Esto produce un fenómeno micromigratorio semejante a las estampidas de Ñus en la sabana africana. Tipos y tipas que esperaron media hora para viajar sentados escuchan que el tren cambió de andén. Un shock de adrenalina se apodera de sus músculos y se echan a correr de modo desesperado en competencia con otros iguales a ellos y, en especial, con aquéllos que de casualidad se encontraban en el lugar correcto de arribo. Los originarios, los suertudos, los distraídos que estaban ahí durmiendo la mona, comiéndose un pancho o teniendo sexo discreto con sus parejas tras las columnas se afirman a su puesto como quien debe contener un aluvión de piedra y barro. El choque es digno de ser avistado. Si un musulmán debe al menos una vez en la vida peregrinar a la Meca, aquéllos con la sola fe en la humanidad tienen la obligación de ponerla en cuestión en el Sarmiento. La carnicería es bestial. Como en la matanza de los cátaros de Aquitania en 1209, Dios eligió a los suyos. Los gritos y manotazos cobran su último estertor al llegar el tren. Al abrirse las puertas los que salen se confunden con los que entran y el frescor del aire acondicionado apenas si apacigua los ánimos.
Los combatientes se sientan en el suelo, en el fuelle que une los vagones, en los asientos para discapacitados. Las perversas embarazadas o las que tienen niños en brazos ingresan a lo último reclamando su derecho a un asiento refrigerado. Los heridos las miran como quien mira a un rico, sabiendo que -en el fondo- no sangraron por ese lugar y se paran sobre esa misma sangre para ostentar su beneficio. Los vástagos incluso lloran a los gritos porque no basta con el robo, también es exigida la tortura meticulosa del alarido y el moco.

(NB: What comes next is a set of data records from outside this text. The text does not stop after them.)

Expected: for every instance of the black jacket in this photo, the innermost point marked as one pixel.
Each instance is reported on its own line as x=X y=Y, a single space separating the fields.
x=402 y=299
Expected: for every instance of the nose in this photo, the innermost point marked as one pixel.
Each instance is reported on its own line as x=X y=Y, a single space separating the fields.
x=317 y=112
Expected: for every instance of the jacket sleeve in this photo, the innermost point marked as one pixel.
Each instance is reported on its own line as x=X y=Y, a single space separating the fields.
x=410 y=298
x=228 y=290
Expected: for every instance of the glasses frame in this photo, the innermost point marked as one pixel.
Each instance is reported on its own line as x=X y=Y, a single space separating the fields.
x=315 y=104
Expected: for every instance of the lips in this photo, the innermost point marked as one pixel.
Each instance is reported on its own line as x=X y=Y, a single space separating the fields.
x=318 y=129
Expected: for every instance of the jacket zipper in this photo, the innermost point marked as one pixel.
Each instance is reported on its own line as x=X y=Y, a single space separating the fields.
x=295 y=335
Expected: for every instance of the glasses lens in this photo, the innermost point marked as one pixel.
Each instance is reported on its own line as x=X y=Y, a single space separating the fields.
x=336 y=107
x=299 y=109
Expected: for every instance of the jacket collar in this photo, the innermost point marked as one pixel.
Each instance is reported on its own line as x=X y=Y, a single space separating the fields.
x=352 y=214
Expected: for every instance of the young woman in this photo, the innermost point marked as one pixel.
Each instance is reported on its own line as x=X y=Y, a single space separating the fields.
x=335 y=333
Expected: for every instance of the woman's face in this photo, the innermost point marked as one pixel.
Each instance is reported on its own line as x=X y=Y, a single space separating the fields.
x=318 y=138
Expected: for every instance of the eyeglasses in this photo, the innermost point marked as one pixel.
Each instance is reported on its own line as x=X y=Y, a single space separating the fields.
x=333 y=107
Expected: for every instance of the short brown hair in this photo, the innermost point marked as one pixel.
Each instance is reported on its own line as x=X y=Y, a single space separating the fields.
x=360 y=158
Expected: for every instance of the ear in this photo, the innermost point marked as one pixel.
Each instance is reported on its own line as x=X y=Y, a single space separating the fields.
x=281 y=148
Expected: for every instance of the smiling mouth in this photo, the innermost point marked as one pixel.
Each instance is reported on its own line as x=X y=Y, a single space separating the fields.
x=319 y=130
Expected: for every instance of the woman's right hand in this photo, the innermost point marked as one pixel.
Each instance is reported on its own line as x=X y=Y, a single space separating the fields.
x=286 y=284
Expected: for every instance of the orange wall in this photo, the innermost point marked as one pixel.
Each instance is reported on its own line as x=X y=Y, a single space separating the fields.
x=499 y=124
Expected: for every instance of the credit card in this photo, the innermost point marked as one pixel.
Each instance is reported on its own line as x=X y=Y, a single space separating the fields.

El tren arranca. Una mujer gigante predica el evangelio de Pablo interpretándolo de un modo que ofendería al Pastor Giménez. Un vendedor ambulante ofrece compilados de reagueton. Urge cerrar los ojos aun sin sueño, subir el volumen para no escuchar, dejar que pase el tiempo, pispear con carpa la estación para no pasarse; y al final, salir de nuevo al calor para recomenzar el ciclo, esta vez, en colectivo.